Ten separate federal marijuana prosecutions were halted by the 9th U.S. Circuit Court of Appeals based on a 2014 law in which Congress explicitly barred the DOJ from using federal funds to interfere with states that legalized medical marijuana.
The individuals were charged with various violations including growth and distribution of marijuana plants.
Judge Diarmuid O’Scannlain, one of the most conservative judges on the appeals court, wrote that the appropriations bill by Congress expressly prohibits the DOJ from spending money to keep 43 states and jurisdictions: among them, California, Washington, Arizona, Alaska, Hawaii, Guam, Oregon and Nevada, from implementing state medical marijuana laws. All the listed states are within the 9th Circuit’s jurisdiction.
One of the defendants, Steve McIntosh and four codefendants, were accused of running four medical marijuana dispensaries in the Los Angeles area and nine indoor marijuana grow sites in San Francisco and Los Angeles.
Another five defendants were charged in Washington state cases.
They all sought dismissal of charges based on a 2014 rider congress inserted into an appropriations bill that “none of the funds made available in this act to the Department of Justice may be used” in the various states with medical marijuana laws “to prevent such states from implementing their own state laws that authorize the use, distribution, possession or cultivation of medical marijuana.”
The panel interpreted this to extend to prosecution of individuals acting under the state laws.

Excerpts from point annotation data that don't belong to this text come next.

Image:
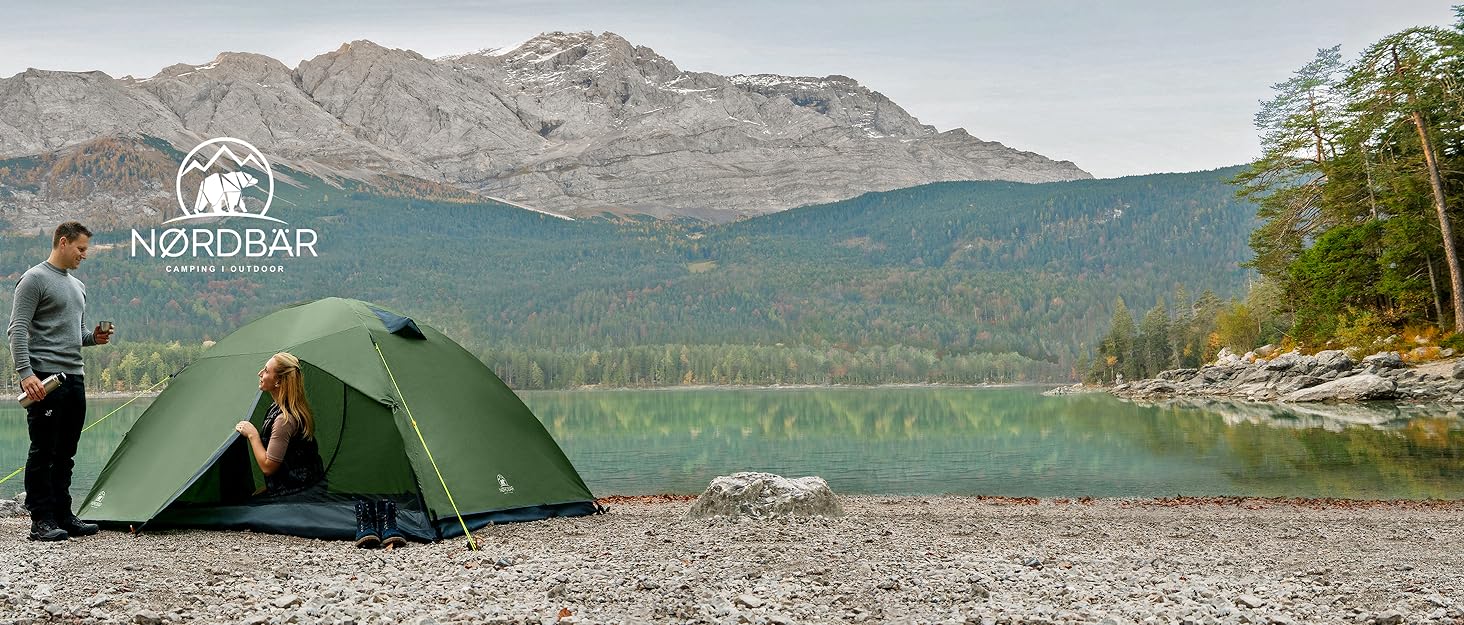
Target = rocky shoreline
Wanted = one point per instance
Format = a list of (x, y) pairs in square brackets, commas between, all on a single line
[(1327, 376), (886, 559)]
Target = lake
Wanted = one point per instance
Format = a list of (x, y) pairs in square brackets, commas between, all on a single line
[(964, 441)]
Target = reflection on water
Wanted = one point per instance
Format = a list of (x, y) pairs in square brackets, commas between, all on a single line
[(1007, 441)]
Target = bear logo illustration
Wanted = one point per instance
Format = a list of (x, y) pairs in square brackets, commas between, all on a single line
[(224, 192)]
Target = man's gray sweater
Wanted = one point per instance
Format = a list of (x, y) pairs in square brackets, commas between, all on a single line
[(47, 331)]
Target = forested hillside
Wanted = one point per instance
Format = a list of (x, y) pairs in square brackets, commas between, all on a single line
[(961, 283)]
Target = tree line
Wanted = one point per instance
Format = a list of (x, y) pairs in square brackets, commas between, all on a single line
[(1357, 192)]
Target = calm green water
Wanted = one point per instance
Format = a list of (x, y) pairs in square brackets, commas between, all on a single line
[(1007, 441)]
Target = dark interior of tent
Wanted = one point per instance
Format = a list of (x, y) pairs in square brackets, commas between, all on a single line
[(363, 458)]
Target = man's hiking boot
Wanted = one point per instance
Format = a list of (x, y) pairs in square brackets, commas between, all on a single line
[(44, 529), (387, 514), (75, 526), (366, 536)]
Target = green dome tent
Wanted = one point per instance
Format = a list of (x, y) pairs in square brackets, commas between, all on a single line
[(401, 413)]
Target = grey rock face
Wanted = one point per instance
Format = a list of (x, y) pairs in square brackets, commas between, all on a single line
[(1294, 378), (766, 495), (1335, 360), (1352, 388), (1385, 360), (567, 122)]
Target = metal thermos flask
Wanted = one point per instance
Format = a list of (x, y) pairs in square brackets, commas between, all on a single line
[(50, 385)]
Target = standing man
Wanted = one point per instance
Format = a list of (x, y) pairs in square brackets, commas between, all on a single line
[(47, 334)]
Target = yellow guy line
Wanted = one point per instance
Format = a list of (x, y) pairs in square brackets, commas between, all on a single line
[(413, 420)]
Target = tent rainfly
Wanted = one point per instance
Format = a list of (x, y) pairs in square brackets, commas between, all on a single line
[(401, 413)]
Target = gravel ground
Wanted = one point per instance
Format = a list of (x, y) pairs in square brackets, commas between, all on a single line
[(889, 559)]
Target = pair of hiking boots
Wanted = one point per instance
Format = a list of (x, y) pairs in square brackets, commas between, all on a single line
[(376, 524), (46, 529)]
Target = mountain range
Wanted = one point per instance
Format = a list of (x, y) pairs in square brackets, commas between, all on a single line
[(567, 122)]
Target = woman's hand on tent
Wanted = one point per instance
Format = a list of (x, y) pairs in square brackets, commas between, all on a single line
[(248, 429)]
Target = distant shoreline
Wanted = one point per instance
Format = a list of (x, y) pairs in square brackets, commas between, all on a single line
[(767, 387)]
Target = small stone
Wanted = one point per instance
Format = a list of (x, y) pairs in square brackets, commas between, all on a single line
[(1249, 600)]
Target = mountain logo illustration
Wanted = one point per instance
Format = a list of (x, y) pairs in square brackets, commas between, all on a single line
[(221, 177)]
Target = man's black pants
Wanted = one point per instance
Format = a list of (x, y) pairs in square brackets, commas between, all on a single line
[(56, 425)]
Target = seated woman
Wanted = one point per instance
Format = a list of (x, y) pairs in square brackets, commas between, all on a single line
[(284, 445)]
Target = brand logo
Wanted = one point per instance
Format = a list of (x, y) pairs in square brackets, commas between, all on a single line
[(218, 177), (224, 179)]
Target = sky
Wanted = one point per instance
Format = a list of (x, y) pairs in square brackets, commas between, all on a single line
[(1119, 87)]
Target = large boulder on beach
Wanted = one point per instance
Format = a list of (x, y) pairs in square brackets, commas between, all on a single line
[(764, 495), (1350, 388)]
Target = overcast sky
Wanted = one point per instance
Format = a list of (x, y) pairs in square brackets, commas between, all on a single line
[(1117, 87)]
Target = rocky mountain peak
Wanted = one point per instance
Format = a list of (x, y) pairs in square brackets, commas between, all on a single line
[(570, 122)]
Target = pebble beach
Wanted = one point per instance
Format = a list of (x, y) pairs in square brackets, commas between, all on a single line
[(943, 559)]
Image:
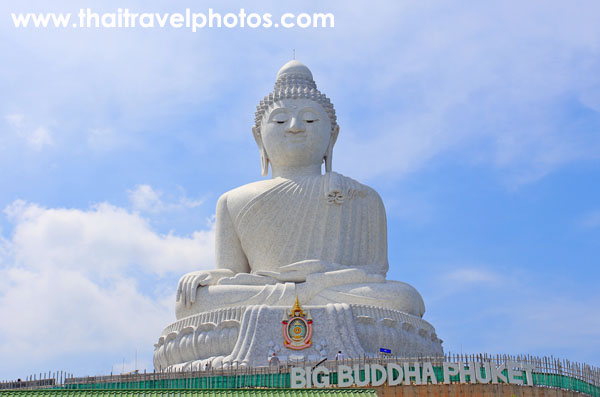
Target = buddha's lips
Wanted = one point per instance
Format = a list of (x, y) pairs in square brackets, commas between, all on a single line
[(296, 136)]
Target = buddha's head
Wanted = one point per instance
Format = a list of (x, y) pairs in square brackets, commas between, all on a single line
[(295, 125)]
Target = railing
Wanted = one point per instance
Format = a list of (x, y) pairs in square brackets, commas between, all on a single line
[(546, 372)]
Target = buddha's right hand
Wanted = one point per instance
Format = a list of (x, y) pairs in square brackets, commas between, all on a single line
[(189, 283)]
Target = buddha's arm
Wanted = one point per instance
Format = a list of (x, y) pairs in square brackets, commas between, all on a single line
[(231, 259), (229, 252)]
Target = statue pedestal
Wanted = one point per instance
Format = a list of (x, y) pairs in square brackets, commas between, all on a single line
[(249, 335)]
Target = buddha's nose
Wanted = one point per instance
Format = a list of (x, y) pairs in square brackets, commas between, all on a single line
[(295, 126)]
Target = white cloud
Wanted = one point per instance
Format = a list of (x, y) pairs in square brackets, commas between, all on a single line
[(75, 281), (145, 199)]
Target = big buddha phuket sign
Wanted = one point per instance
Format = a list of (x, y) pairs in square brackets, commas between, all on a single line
[(394, 374)]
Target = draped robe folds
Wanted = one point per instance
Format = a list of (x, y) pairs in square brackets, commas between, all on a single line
[(328, 218)]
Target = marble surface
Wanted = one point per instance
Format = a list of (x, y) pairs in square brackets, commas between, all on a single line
[(317, 236)]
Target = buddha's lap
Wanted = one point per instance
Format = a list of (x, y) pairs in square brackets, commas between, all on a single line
[(393, 295)]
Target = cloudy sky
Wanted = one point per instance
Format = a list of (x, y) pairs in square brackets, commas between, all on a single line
[(477, 122)]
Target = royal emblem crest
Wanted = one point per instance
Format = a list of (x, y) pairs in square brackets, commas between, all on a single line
[(297, 328)]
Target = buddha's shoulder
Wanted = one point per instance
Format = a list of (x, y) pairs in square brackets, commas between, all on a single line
[(350, 187), (235, 199)]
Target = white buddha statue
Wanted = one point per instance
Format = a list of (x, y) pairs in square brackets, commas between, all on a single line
[(317, 236)]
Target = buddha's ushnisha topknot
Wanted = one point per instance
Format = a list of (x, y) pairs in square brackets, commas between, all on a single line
[(294, 80)]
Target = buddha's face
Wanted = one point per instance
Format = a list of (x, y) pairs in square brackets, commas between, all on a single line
[(296, 133)]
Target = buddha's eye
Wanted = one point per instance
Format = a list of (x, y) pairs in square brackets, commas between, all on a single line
[(280, 118), (310, 117)]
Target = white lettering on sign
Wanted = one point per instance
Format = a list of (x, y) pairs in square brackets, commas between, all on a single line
[(412, 373)]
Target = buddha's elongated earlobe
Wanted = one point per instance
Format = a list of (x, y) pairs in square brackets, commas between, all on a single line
[(264, 158), (264, 162), (329, 153)]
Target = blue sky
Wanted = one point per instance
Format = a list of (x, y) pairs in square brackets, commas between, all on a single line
[(477, 122)]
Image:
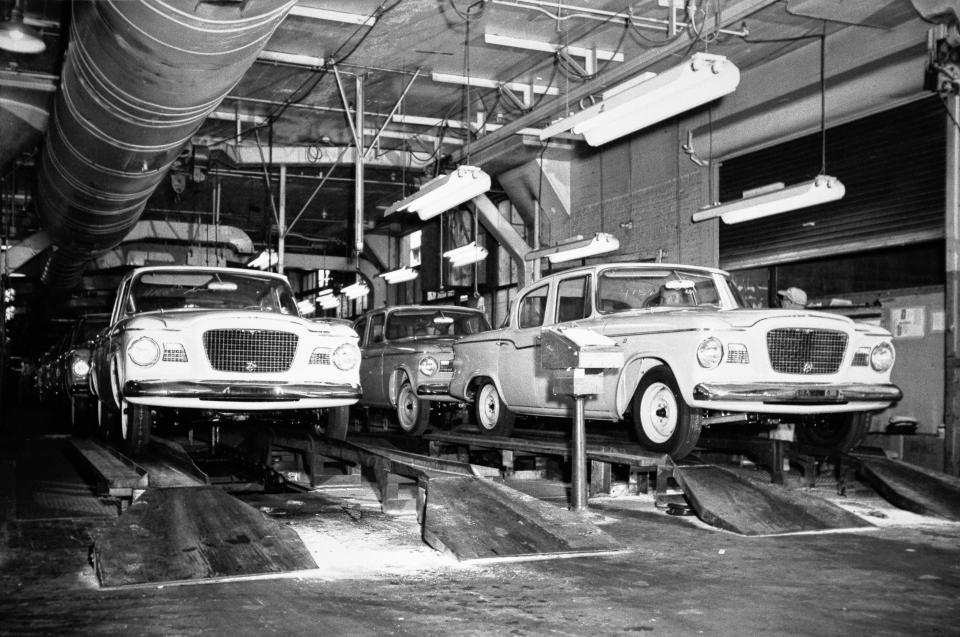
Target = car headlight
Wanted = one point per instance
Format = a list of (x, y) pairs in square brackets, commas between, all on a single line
[(710, 353), (346, 356), (80, 367), (428, 366), (882, 357), (144, 351)]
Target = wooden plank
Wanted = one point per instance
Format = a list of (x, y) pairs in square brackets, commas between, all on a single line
[(190, 533), (113, 472), (723, 499), (910, 487), (475, 518)]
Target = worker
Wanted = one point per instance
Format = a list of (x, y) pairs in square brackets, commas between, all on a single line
[(792, 298)]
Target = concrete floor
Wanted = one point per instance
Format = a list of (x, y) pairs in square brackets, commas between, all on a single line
[(375, 576)]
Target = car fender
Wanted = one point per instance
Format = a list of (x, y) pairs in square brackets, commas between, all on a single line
[(396, 380), (630, 375)]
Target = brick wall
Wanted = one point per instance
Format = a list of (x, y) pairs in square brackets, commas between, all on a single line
[(642, 190)]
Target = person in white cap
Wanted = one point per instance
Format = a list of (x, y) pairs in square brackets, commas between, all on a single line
[(792, 298)]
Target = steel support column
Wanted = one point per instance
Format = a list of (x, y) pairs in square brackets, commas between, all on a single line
[(951, 394)]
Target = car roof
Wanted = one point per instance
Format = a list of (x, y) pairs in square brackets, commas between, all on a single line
[(632, 264), (204, 268)]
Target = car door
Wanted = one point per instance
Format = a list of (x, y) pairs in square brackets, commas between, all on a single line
[(522, 381)]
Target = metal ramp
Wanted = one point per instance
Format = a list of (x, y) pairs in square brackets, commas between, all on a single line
[(192, 533), (723, 499), (469, 516), (910, 487)]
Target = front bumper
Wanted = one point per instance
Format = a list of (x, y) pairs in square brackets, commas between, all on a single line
[(237, 391), (797, 393)]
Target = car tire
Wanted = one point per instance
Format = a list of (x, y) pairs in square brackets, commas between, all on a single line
[(833, 432), (413, 413), (661, 419), (490, 413), (136, 421)]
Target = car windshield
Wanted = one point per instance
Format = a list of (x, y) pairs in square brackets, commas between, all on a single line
[(186, 290), (429, 322), (622, 289)]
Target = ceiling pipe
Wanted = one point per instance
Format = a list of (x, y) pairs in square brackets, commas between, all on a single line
[(138, 81)]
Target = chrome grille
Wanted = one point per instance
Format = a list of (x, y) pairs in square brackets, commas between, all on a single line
[(806, 351), (249, 351)]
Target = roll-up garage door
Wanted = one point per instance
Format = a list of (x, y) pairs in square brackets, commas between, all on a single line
[(892, 165)]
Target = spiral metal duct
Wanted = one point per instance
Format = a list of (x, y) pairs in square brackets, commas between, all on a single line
[(138, 81)]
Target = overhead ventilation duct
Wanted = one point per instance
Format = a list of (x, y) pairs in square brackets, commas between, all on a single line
[(138, 81)]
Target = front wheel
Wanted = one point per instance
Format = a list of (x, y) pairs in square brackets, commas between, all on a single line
[(491, 415), (413, 413), (662, 420), (136, 421), (833, 432)]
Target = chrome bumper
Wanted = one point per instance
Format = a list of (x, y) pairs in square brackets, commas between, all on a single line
[(797, 393), (240, 391)]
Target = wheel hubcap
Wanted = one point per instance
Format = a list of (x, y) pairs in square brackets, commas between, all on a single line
[(659, 412)]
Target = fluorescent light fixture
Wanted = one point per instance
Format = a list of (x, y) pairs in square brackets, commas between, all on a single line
[(265, 260), (294, 59), (634, 105), (579, 248), (821, 189), (444, 192), (17, 37), (355, 290), (399, 276), (332, 16), (466, 255)]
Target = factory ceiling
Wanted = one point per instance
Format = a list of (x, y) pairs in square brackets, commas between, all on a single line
[(441, 83)]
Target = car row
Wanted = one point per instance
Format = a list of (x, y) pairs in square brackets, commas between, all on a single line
[(694, 357)]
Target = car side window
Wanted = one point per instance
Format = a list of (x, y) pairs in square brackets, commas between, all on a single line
[(532, 307), (360, 327), (376, 329), (573, 299)]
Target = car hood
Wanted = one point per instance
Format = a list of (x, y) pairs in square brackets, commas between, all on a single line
[(187, 319), (699, 319)]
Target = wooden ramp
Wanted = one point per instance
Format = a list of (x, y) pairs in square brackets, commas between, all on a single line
[(475, 518), (191, 533), (910, 487), (723, 499)]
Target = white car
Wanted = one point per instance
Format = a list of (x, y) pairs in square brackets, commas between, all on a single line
[(215, 339), (694, 357)]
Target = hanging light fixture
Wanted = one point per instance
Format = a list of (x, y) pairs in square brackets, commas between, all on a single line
[(355, 290), (578, 248), (399, 275), (777, 198), (444, 192), (466, 255), (17, 37), (650, 98), (774, 199)]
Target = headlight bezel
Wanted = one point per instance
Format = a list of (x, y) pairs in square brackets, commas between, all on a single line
[(886, 354), (710, 352), (425, 364), (144, 351), (345, 356)]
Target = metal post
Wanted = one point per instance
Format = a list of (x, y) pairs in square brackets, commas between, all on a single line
[(578, 482), (951, 394), (282, 218)]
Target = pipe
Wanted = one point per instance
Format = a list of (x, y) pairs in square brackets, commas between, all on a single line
[(138, 81)]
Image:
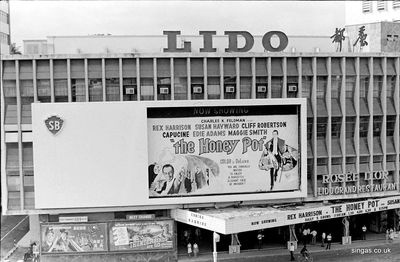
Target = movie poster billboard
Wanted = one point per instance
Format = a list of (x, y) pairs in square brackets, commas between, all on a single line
[(73, 238), (220, 150), (141, 235)]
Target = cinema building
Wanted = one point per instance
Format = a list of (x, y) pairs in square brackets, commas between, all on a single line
[(87, 140)]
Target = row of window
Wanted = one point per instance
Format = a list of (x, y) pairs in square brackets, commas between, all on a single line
[(4, 38), (381, 5), (4, 17)]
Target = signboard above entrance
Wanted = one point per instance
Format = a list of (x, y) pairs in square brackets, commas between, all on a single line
[(233, 36)]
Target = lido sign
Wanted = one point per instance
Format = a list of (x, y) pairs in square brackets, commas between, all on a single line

O’Scannlain acknowledged the rider “is not a model of clarity.”
“DOJ argues that it does not prevent the medical marijuana states from giving practical effect to their medical marijuana laws by prosecuting private individuals, rather than taking legal action against the state. We are not persuaded,” O’Scannlain wrote.
If the federal government prosecutes individuals for conduct the state has authorized, “it has prevented the state from giving practical effect to its law providing for non-prosecution of individuals who engage in the permitted conduct,” he said.
If DOJ wants to continue these prosecutions, the defendants are entitled to evidentiary hearings to determine if their conduct complied with state law, he said.
The cases were sent back to the trial judges In San Francisco, Sacramento, Fresno and Spokane.
O’Scannlain was joined by Judges Barry Silverman and Carlos Bea.